A verdade é que no final do longo site do Cecotec, com cerca de 13 ecrãs, há a típica lista de secções informativas, e há as condições gerais. No ponto V há uma rubrica intitulada Preços. Despesas e impostos, mas na realidade não se refere ao que diz, mas ao transporte e à montagem. "No caso dos produtos de fitness e relaxamento, pode selecionar a opção 'entrega ao domicílio' como método de entrega por um valor adicional de 49,90€. O produto será sempre entregue na sua morada. O produto será levado ao domicílio se houver um elevador.
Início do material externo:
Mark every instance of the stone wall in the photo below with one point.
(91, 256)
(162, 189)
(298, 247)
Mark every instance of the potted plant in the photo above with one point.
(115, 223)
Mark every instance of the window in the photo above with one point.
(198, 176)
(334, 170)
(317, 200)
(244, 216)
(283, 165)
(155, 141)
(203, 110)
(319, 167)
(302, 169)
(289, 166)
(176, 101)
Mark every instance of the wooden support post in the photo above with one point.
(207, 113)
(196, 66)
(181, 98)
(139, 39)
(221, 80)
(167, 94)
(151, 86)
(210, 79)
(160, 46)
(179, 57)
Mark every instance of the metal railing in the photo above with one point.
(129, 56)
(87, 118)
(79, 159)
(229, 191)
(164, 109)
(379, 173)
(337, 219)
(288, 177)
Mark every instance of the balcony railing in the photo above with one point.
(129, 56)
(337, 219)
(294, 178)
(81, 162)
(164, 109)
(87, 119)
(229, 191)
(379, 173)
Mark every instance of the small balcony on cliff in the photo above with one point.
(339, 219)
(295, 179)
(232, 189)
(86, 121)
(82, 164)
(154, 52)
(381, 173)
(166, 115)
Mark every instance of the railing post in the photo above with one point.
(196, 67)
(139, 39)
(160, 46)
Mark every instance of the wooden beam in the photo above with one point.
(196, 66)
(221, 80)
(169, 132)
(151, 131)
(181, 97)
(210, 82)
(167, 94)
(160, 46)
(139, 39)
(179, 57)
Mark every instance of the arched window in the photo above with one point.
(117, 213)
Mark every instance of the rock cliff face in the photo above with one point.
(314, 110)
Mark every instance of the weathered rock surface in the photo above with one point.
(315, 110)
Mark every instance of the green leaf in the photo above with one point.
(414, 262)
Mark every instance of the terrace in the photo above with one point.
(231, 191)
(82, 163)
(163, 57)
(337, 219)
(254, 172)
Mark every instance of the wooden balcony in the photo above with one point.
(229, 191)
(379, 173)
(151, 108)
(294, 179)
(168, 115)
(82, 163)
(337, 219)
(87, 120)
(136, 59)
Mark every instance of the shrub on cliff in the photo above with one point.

Este serviço não inclui a montagem.
Novo telefonema à Cecotec
Juan Carlos S. voltou a pôr-se em contacto com a Cecotec por considerar que essa indicação não estava suficientemente clara na hora de comprar a bici estática pela internet:
--Minha senhora, não posso aceitar o produto porque se tentar levantá-lo vou magoar a minha anca. Preferia que me tivessem avisado quando comprei e paguei o suplemento.
--Senhor, você ligou por telefone para adquirir a bicicleta estática?
--Não, fiz-lo pelo site.
--Se tivesse ligado, ter-lho-íamos dito.
--Falha minha, de acordo. O site fala de que se pode devolver no prazo de 30 dias e que pagam o custo. Se é verdade, quero devolvê-lo e recuperar o meu dinheiro.
--Bom, isso teria que fazer pelo site, mas como você não aceitou o paquete, também não o pode devolver: não saberia lhe dizer se fá-se-lhe-á o reembolso. Vou consultá-lo, não se retire.
Passados 10 minutos, o comprador aborrece-se e desliga.
Diálogo de besugos sobre o reembolso
Uns dias depois, como continua sem notícias, Juan Carlos S. volta a ligar. Após consultar a sua ficha, a teleoperadora diz-lhe:
--Senhor, a sua compra foi cancelada. Não o fez?
--Sim, sim, claro. Mas não estava seguro de que a sua colega o tivesse processado.
--Pois, efectivamente, está anulada.
--Então, só devo esperar que me devolvam o dinheiro?
--Bom, processou-se a anulação, mas não o reembolso. Se quer, faço-lho eu.
--Claro, faça-o. Muito obrigado.
--Bem, pois está facto. Por favor, não se retire que fá-lhe-ão uma breve pesquisa telefónica de apenas duas perguntas.
Efectivamente, o autómata volta a perguntar-lhe para que qualifique de 1 a 5 o atendimento recebido; e ele carrega o 5. De todas as funcionárias com que, falou --já perdeu a conta-- só uma foi mal-educada, denúncia. A segunda questão é se recomendaria a um amigo que compre na Cecotec, ao que digita o 1.
Uma "fraude"
Para surpresa do frustrado comprador, 10 dias depois --a 26 de julho-- recebe um SMS da Bizum, o sistema de pagamento que tinha usado a 24 de junho para fazer a aquisição, anunciando que tinha feito uma transferência para sua conta a pedido da Cecotec. Devolveram-lhe todo o dinheiro, incluída a polémica prima de transporte até casa. No entanto, Juan Carlos S. lamenta os incómodos sofridos para tentar comprar na Cecotec uma bicicleta estática para as férias, sem sucesso, e qualifica de "fraude" e "publicidade enganosa" a forma na qual a empresa oferece a "entrega dentro de casa" por 49,90 euros... sempre que tenha elevador, claro.
Este meio pôs-se em contacto com a Cecotec para conhecer a sua versão sobre os factos denunciados por Juan Carlos S. mas não obteve resposta.